The Spanish Socialist Workers' Party under Felipe González achieved the largest number of votes and seats for the fourth consecutive time, though it lost its absolute majority in both chambers of the Cortes. In contrast, José María Aznar's People's Party won a large share of the vote, thus increasing their seats in both the Congress and the Senate and consolidating its position as the main opposition party. For the first time since 1979, the election brought in a hung parliament, forcing the governing PSOE to pact with nationalist groups in order to renew their mandate.
In the aftermath of the election, the PSOE saw itself under increased pressure due both to political instability as a result of its low majority (relying on increasingly-unstable pacts with Convergence and Union to pass its legislation) and of the uncovering of numerous cases of corruption within the government itself. The pact with CiU would end in the fall of 1995, forcing PM Felipe González to call early elections 15 months before their scheduled date, which would see the opposition right-wing People's Party of Aznar win for the first time.
Under Article 68 of the Spanish constitution, the boundaries of the electoral districts must be the same as the provinces of Spain and, under Article 141, this can only be altered with the approval of Congress.
The apportionment of seats to provinces follows the largest remainder method over the resident population ("Padrón") with a minimum of two seats (cf. Art. 162 of the Electoral Law).

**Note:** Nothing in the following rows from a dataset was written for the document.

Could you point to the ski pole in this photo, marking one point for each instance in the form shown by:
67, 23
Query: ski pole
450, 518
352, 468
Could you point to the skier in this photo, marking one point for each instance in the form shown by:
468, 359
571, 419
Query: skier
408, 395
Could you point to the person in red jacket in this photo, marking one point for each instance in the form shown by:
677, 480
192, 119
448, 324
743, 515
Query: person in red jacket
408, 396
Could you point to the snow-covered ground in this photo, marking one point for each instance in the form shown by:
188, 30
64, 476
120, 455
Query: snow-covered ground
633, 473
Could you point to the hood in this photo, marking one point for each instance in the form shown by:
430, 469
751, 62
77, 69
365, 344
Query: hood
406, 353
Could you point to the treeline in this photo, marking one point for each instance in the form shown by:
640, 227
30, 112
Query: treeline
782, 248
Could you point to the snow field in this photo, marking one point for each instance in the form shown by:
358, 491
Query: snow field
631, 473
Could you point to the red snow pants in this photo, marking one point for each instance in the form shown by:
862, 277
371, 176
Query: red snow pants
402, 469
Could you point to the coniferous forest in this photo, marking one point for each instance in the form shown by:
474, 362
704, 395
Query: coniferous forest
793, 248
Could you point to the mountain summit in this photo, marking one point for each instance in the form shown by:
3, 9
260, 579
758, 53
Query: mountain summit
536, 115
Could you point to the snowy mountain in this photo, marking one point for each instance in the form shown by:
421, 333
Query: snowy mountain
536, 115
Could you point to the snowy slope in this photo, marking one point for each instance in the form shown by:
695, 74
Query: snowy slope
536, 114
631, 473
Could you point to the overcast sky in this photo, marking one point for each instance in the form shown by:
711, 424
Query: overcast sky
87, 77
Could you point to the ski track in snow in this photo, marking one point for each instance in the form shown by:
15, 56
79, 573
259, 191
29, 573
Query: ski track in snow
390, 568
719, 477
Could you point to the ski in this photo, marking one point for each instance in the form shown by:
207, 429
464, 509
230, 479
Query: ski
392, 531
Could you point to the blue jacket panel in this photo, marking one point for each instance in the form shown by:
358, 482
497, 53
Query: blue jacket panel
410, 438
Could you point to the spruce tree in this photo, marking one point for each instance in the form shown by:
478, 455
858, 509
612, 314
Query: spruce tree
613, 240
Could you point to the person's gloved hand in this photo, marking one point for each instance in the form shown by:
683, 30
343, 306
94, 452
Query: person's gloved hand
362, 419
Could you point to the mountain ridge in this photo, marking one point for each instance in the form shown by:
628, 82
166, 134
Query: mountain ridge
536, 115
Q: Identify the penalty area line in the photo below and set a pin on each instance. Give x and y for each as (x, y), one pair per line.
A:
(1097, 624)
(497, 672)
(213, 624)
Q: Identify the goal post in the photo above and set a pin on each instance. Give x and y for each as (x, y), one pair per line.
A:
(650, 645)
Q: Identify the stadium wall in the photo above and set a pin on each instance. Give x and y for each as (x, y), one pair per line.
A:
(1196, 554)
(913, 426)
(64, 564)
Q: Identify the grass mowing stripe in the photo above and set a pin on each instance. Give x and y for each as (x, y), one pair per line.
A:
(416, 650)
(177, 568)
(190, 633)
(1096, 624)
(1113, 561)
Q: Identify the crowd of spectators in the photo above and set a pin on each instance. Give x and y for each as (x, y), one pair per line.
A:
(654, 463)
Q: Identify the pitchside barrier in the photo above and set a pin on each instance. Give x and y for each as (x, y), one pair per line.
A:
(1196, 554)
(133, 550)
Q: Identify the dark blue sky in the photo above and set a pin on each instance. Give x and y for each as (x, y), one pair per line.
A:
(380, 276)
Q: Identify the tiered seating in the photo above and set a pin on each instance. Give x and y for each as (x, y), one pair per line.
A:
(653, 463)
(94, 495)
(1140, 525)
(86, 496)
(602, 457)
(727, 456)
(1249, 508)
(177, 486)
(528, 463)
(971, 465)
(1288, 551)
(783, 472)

Article 67.3 of the Spanish Constitution prohibits dual membership of both chambers of the Cortes or of the Cortes and regional assemblies, meaning that candidates must resign from regional assemblies if elected. Article 70 also makes active judges, magistrates, public defenders, serving military personnel, active police officers and members of constitutional and electoral tribunals ineligible. Article 55, Section 2 of the 1985 electoral law also disqualifies director generals or equivalent leaders of state monopolies and public bodies such as the Spanish state broadcaster RTVE.